Diese Botschaft, die das Vertrauen auf die allmächtige Liebe Gottes zum Ausdruck bringt, brauchen wir vor allem in der heutigen Zeit, in der der Mensch mit Verwirrung den zahlreichen Formen des Bösen gegenübersteht. Die flehentliche Bitte um das göttliche Erbarmen muß aus der Tiefe der Herzen kommen, die voller Leid, Angst und Unsicherheit sind, gleichzeitig aber nach einer untrüglichen Quelle der Hoffnung suchen.
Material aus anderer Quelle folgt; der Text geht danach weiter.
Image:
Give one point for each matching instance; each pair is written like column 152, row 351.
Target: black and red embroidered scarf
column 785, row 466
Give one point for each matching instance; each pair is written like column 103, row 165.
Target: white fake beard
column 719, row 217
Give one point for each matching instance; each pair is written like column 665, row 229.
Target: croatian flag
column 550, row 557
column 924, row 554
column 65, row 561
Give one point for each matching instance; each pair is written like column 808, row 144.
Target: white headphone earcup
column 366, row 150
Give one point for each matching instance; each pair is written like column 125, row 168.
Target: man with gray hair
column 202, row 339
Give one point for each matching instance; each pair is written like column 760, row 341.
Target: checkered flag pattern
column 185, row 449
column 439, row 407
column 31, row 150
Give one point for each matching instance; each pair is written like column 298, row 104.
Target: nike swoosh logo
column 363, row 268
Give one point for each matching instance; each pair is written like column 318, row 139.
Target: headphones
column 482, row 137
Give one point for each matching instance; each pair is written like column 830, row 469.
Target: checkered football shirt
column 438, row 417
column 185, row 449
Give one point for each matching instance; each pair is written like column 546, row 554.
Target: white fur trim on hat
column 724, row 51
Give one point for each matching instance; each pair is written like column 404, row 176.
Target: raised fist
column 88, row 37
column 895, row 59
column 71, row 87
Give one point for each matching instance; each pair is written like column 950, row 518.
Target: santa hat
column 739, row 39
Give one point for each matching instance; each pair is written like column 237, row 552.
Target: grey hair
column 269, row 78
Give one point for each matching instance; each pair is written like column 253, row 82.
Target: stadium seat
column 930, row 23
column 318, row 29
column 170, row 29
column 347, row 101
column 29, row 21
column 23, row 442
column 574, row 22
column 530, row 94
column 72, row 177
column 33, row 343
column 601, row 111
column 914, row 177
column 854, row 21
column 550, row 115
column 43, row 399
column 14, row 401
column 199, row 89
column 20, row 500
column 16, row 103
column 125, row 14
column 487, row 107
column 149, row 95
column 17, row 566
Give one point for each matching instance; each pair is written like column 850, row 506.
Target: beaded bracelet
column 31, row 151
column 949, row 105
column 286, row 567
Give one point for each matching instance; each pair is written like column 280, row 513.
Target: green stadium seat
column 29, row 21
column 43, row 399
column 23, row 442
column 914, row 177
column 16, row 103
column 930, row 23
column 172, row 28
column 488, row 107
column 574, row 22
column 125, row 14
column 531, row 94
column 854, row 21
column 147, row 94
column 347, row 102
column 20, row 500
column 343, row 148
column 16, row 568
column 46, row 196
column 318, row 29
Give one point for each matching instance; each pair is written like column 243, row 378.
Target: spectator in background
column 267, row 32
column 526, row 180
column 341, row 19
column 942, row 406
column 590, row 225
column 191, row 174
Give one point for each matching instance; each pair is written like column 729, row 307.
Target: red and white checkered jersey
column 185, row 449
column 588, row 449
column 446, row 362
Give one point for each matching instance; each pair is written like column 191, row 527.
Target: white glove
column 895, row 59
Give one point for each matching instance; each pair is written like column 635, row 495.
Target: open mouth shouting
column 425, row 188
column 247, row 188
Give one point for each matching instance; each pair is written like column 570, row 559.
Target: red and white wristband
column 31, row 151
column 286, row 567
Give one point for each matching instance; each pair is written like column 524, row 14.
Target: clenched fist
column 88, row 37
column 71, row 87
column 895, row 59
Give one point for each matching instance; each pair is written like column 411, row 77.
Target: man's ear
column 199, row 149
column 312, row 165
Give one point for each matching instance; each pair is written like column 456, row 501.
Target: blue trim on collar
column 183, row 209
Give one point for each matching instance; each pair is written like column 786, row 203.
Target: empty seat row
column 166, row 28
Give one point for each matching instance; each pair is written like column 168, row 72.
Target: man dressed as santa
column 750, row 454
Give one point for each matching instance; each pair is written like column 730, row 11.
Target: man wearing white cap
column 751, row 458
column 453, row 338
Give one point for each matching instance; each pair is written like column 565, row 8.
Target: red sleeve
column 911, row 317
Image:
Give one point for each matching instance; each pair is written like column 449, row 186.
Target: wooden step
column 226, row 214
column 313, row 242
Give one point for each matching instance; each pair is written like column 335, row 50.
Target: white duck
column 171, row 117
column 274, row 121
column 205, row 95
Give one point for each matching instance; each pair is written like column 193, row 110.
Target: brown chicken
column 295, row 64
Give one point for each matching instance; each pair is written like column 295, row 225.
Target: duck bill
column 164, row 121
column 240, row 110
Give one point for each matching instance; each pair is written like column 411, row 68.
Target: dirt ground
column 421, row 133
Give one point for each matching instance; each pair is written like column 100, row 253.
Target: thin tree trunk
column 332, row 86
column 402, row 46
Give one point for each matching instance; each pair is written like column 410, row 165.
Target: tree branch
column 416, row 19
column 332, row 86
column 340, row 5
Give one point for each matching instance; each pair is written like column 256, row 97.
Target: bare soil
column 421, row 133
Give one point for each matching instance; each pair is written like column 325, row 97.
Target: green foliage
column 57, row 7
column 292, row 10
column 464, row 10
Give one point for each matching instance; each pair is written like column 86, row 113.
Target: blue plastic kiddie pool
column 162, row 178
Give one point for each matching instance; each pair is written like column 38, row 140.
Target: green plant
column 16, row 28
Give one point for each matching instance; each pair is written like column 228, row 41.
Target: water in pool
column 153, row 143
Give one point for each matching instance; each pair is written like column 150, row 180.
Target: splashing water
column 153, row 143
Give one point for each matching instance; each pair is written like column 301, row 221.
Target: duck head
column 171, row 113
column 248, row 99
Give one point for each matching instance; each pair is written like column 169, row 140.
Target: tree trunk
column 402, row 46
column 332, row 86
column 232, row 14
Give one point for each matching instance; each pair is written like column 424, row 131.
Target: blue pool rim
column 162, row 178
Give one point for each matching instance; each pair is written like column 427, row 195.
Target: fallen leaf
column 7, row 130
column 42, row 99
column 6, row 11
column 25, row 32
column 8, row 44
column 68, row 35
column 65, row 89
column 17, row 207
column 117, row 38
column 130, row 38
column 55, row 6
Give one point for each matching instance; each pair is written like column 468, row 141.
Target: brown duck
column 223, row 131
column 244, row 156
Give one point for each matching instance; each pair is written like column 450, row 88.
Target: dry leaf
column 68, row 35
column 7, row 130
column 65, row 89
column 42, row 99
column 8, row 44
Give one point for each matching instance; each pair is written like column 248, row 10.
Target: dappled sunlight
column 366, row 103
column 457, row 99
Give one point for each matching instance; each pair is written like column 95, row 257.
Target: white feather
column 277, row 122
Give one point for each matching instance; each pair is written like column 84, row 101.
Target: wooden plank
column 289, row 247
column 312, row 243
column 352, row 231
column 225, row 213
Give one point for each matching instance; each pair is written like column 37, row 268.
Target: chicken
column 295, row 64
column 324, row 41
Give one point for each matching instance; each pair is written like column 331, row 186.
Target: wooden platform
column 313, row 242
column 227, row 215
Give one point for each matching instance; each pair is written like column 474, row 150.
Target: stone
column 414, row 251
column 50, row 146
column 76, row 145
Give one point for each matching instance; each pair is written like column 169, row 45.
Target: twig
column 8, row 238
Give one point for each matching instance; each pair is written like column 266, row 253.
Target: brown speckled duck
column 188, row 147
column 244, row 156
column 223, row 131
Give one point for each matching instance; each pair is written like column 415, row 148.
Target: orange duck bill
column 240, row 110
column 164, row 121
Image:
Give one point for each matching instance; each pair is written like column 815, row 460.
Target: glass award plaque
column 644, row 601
Daher sind wir heute an diesen Ort gekommen, zum Heiligtum von Lagiewniki, um in Christus das Antlitz des Vaters wiederzuentdecken:das Antlitz dessen, der »Vater des Erbarmens und der Gott allen Trostes« (2 Kor1,3) ist. Mit den Augen der Seele wollen wir fest in die Augen des barmherzigen Jesus schauen, um in der Tiefe dieses Blickes den Widerschein seines Lebens sowie das Licht der Gnade zu finden, das wir schon so oft empfangen haben und das uns Gott jeden Tag und am letzten Tag erweist. Zeit und Raum gehören vollkommen Gott

2. Nun werden wir dieses neue Heiligtum der Barmherzigkeit Gottes weihen. Doch zuvor möchte ich all jenen herzlich danken, die zu seiner Errichtung beigetragen haben. Insbesondere danke ich Kardinal Franciszek Macharski, der sich in treuer Verehrung der göttlichen Barmherzigkeit so sehr für dieses Vorhaben eingesetzt hat. Von Herzen umarme ich die Schwestern aus der Kongregation der Muttergottes von der Barmherzigkeit und danke ihnen für ihr Wirken zur Verbreitung der von Schwester Faustyna hinterlassenen Botschaft. Ferner grüße ich die Kardinäle und Bischöfe Polens mit ihrem Oberhaupt, dem Kardinalprimas, sowie die Bischöfe aus verschiedenen Teilen der Welt. Die Anwesenheit der Priester, Ordensleute und Seminaristen der Diözese erfüllt mich mit Freude.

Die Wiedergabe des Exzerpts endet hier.